Measurements were taken by a flexiforce sensor over a 12 second period taken to close the hand. The average value of

the force was 1.0585 Newtons, with a peak of 8.4840 Newtons; this is within the ideal tension in the wire that would control movement in the robotic hand [8].

IV. CONCLUSION

Design, implementation and evaluation of a mechanical arm controlled by commercially-off-the-shelf brain-computer interface (BCI) technology were presented. The work examined the viability of incorporating the BCI technology to the control system of an exoskeleton or an artificial limb that serves as a rehabilitative tool for individuals to retrain their muscles. Experimental results showed that the average time for mechanical movements using the BCI based controlled system was 9.18% less compared to that of the non-BCI based controlled system; this significant result demonstrates that fact that BCI based control is a viable choice for artificial limbs or exoskeletons that are currently used for rehabilitation.

V. FUTURE WORK

Further work will include eliminating the Emotiv Software, thus increasing the speed at which the control system will perform. Eliminating the Emotiv software will mean applying the SSVEP paradigm, which will allow a user more natural control. Future work also includes determining the effectiveness of the proposed system as a rehabilitation assistant by measuring the required human force to activate the motors. Included will be the construction of a new arm attachment that will have more control i.e. control for finger, wrist.

VI. REFERENCES

[1] E. Garcia, J. M. Sater and J. Main, "Exoskeleton for Human

performance augmentation (EHPA): A Program Summary," J.Robot Soc., Japan, 2002.

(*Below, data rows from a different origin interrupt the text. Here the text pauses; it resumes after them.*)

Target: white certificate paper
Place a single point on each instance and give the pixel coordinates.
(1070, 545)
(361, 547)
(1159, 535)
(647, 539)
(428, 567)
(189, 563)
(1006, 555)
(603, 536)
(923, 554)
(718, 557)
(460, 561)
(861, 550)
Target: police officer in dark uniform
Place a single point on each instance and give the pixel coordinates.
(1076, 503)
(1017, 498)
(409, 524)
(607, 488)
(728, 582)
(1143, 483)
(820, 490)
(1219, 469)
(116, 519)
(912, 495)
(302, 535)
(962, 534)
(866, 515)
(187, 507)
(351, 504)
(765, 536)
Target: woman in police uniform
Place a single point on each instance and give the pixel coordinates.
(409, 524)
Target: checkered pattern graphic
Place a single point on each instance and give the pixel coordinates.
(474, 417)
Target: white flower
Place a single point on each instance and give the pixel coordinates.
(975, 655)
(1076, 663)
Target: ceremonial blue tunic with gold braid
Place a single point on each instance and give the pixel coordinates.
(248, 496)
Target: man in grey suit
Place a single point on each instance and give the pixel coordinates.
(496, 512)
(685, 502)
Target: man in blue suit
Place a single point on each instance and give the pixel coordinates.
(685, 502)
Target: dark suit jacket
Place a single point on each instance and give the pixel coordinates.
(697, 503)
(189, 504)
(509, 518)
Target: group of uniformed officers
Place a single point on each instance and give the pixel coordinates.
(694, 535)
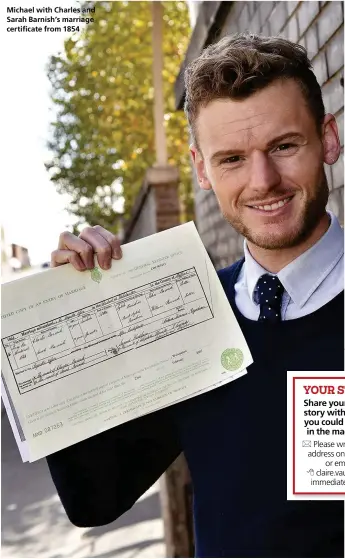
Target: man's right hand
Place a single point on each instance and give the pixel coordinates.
(80, 251)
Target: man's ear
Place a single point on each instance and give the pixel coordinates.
(199, 167)
(331, 143)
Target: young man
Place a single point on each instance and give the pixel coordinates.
(260, 141)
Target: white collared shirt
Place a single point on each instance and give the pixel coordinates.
(310, 281)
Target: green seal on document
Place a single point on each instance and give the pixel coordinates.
(96, 275)
(232, 359)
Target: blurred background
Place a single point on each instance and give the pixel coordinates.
(95, 133)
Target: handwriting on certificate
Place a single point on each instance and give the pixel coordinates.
(130, 320)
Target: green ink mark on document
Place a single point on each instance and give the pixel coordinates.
(232, 359)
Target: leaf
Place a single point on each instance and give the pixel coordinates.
(102, 87)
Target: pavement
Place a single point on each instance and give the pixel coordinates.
(34, 523)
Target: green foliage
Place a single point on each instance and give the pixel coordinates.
(103, 138)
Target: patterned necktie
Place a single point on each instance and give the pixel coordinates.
(270, 293)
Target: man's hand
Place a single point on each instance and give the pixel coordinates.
(80, 251)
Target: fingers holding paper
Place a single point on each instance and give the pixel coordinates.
(80, 251)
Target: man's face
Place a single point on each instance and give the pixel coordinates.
(263, 158)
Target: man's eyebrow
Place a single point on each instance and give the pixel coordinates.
(283, 137)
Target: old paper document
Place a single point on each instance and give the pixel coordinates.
(85, 351)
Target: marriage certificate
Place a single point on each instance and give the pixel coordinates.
(83, 352)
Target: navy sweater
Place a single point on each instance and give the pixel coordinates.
(234, 440)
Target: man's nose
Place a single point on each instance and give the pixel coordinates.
(264, 175)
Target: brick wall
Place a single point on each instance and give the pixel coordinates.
(157, 205)
(318, 26)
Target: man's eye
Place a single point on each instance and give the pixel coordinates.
(284, 147)
(231, 159)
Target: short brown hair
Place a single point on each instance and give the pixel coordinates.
(236, 67)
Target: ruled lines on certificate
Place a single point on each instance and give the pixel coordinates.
(122, 323)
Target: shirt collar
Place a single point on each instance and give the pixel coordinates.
(303, 275)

[2] J. Iqbal, N. Tsagarakis, D. Caldwell, "A Multi-DOF Robotic Exoskeleton Interface for Hand Motion Assistance," in 33rd Annual International Conference of the IEEE EMBS, Boston, Massachesetts, 2011.

[3] S. Murray, "Towards the Use of a Lower Limb Exoskeleton for Locomotion Assistance in Individuals with Neuromuscular Locomotor Deficits," in 34th Annual International Conference of the IEEE EMBS, San Diego , Ca, 2012.

[4] J. L. Contreras-Vidal, A. Presacco, H. Agashe, and A. Paek, "Restoration of Whole Body Movement," IEEE Pulse, pp. 34-37, January/February 2012.

[5] M. Lang and T. Mitrovic, “Investigating the Emotiv EPOC for cognitive control in limited training time.” B.S. Thesis, University of Canterbury, New Zealand, 2012.

[6] J. Sergeant, R. Geuze, and W. Winsum, "Event-Related Desynchronization and P300," vol. 24, no. 3, pp. 272-277, 187.

[7] R. B. Reilly and T.C. Lee, "Electrograms (ECG,EEG,EMG,EOG),"Dublin: IOS Press, 2010.

[8] U. Jeong, H-K. In and K-J. Cho, "Implementation of various control algorithms for hand rehabilitation exercise using wearable robotic hand," Springer, 2013.